The last chapter of the book reviews and summarises the territory covered in the preceding chapters. Nielsen then returns to the central question he invited the reader to ponder at the start of the book: ‘What is a mental disorder?’ Along the way he has lucidly and progressively articulated his answer to this, which he now presents in full as follows.
Under 3e Psychopathology, mental disorders are understood as recurring patterns in the way that someone makes sense of and engages with the world that work against that person’s ability to survive, flexibly adapt to changing circumstance, and to fare-well by their own embodied standards. These patterns are understood to be supported by a complex network of causal factors across the person’s brain-body-environment system, holding them stuck in behaviors (sic) and ways of thinking and feeling that do not work for them. (p. 228)

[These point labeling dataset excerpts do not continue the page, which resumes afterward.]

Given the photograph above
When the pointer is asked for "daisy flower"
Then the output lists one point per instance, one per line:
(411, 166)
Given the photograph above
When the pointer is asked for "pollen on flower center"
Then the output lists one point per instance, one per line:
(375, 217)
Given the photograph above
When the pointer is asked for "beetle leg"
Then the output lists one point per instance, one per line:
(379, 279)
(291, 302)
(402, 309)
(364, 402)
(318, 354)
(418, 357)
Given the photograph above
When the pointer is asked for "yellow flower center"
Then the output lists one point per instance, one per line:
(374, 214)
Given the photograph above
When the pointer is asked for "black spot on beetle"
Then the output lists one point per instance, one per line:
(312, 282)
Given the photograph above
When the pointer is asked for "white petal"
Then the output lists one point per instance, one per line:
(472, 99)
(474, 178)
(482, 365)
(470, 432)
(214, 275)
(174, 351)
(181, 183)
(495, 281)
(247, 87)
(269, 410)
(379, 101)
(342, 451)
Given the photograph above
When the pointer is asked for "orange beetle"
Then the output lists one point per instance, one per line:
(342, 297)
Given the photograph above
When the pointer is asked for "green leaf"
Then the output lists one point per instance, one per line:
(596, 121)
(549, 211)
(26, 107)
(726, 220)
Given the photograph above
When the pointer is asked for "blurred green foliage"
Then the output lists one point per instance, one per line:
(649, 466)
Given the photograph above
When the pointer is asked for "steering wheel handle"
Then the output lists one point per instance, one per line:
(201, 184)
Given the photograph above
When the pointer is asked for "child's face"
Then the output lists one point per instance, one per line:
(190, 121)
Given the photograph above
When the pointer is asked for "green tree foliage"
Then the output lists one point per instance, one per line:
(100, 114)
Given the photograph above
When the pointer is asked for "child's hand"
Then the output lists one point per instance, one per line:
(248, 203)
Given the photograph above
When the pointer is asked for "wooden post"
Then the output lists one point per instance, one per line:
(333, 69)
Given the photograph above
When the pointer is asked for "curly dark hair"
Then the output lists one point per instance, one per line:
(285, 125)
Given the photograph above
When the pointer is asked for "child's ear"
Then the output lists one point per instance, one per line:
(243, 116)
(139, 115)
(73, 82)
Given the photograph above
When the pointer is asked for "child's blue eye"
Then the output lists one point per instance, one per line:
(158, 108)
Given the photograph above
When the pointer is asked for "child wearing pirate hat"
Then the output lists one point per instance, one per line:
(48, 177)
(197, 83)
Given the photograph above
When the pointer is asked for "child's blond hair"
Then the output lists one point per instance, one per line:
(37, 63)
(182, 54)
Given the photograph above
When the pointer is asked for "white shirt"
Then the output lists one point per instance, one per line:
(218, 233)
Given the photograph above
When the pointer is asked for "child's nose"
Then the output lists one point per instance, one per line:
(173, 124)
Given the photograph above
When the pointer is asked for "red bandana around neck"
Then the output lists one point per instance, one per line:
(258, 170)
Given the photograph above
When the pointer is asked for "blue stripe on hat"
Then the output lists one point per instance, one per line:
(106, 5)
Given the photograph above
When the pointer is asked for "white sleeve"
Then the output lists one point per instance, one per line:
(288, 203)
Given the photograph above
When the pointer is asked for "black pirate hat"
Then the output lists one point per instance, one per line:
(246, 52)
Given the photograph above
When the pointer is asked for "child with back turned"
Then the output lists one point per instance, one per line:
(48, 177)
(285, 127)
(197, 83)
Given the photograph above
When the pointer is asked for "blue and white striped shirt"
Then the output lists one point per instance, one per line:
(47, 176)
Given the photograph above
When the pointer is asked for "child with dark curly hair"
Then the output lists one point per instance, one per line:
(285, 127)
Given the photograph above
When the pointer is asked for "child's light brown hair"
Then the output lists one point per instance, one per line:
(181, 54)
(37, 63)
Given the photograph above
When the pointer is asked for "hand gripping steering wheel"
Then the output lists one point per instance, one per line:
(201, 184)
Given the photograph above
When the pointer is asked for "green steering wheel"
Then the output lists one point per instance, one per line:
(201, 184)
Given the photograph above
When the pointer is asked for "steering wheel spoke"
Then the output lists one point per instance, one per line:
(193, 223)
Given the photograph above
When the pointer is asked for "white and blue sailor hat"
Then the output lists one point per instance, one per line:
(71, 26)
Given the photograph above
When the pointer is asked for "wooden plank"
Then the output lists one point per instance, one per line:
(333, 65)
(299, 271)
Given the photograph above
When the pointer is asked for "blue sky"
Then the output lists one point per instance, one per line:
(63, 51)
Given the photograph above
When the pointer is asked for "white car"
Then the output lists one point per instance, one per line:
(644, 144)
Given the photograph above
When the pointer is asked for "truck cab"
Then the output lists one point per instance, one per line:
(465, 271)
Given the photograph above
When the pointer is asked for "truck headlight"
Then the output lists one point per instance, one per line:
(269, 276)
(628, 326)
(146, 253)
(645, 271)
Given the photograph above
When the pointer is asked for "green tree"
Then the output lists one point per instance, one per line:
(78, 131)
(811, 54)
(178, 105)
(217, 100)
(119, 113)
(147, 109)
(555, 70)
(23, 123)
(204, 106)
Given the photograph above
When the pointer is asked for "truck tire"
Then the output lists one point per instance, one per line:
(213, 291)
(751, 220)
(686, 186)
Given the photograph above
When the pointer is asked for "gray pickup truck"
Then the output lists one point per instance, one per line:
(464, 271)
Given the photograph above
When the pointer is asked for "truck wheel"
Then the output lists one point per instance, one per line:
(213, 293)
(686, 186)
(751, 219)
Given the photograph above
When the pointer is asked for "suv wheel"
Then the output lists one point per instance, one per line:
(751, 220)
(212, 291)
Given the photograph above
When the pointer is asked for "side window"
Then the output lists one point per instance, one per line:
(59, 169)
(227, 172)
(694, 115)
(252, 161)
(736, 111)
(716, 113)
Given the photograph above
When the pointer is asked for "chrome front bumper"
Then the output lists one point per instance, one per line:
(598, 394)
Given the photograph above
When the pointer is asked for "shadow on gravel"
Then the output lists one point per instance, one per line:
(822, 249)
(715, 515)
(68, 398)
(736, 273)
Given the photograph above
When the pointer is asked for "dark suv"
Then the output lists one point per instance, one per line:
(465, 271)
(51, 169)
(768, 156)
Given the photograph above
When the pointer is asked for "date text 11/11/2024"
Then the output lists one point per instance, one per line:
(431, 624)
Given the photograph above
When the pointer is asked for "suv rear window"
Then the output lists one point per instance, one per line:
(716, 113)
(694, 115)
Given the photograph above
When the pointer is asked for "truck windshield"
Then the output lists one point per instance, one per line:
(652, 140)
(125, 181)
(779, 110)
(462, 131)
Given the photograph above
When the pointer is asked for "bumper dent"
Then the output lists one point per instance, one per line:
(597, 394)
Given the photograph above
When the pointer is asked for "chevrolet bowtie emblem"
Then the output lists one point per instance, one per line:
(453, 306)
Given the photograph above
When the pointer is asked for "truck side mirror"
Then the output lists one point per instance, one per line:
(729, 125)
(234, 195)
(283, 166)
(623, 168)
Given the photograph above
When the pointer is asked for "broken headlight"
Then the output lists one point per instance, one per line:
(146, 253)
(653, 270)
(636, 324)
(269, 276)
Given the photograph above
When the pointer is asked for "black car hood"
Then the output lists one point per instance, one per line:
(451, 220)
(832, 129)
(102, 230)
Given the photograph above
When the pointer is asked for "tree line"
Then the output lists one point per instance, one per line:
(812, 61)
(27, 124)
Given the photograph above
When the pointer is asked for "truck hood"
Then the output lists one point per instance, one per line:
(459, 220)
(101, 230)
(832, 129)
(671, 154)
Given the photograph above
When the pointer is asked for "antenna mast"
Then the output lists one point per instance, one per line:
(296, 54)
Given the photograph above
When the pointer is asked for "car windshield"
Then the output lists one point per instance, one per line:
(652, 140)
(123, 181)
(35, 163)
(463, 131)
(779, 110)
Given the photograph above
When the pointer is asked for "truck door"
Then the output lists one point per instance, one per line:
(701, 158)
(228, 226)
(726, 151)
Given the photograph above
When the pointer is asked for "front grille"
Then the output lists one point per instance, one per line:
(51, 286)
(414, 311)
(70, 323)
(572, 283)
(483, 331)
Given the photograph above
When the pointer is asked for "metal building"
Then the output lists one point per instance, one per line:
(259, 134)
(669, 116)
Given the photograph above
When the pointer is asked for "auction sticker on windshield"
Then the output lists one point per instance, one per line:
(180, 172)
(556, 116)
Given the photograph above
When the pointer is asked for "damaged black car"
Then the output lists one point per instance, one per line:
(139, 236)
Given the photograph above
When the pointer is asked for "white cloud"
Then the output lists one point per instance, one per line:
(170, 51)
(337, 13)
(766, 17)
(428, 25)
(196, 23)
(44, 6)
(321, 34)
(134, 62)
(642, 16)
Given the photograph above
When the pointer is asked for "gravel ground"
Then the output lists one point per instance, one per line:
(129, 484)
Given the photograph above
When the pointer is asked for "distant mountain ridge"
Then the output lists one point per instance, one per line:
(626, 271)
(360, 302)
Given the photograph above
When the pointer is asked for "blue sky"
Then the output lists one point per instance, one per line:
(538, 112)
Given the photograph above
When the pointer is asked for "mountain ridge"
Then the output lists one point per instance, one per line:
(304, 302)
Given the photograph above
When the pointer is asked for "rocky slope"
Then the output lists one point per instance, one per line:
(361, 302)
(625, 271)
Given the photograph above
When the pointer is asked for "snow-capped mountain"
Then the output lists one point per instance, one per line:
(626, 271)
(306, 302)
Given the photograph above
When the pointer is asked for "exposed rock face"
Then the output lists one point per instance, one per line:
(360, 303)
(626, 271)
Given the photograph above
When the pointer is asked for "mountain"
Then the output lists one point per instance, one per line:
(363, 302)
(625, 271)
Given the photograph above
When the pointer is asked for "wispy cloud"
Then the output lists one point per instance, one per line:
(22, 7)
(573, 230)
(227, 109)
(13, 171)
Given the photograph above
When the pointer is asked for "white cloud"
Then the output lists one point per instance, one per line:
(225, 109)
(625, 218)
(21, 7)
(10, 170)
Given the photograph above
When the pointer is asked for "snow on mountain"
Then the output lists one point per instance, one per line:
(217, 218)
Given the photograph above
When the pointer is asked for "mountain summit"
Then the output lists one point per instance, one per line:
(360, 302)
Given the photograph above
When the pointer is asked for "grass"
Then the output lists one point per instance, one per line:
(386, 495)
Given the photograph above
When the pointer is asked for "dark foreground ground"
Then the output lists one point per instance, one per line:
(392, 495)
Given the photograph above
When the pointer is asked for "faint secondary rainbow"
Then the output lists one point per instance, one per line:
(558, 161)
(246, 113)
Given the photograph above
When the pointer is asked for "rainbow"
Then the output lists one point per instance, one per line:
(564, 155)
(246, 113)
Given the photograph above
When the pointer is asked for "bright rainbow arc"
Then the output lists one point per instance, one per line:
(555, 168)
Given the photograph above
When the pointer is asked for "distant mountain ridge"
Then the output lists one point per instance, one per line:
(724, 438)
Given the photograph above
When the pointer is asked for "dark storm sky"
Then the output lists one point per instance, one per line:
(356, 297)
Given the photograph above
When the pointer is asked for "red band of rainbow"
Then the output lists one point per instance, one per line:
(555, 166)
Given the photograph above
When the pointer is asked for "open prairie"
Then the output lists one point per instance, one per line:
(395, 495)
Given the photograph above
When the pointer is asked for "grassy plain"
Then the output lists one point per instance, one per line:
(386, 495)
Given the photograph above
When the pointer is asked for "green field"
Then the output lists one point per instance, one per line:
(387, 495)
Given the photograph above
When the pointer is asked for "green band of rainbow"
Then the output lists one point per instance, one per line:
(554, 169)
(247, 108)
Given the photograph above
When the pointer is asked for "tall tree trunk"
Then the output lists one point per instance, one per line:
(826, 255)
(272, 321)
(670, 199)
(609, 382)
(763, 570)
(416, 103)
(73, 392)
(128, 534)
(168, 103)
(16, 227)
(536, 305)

Nielsen’s development of 3e psychopathology is praiseworthy. He embeds it within a model of normative functioning that transcends the limits imposed by traditional conceptual models. I was particularly impressed by Nielsen’s articulation of the structural and normative composition of his 3e psychopathology model. I have begun to use these ideas in my own thinking as it provides a meaningful way of understanding complex and ‘fuzzy’ causal networks across the brain-body-environment system and across multiple temporal frames.
I highly recommend this book for its thoroughgoing and rigorous exploration of the conceptualisation of mental disorders. I was unfamiliar with 3e cognition and appreciated Nielsen’s critical review of that literature. I was struck by the points of concordance with other areas I have been exploring, particularly the literature on active inference, predictive processing and the Bayesian brain hypothesis. I look forward to further pursuing the links between 3e cognition and these ideas.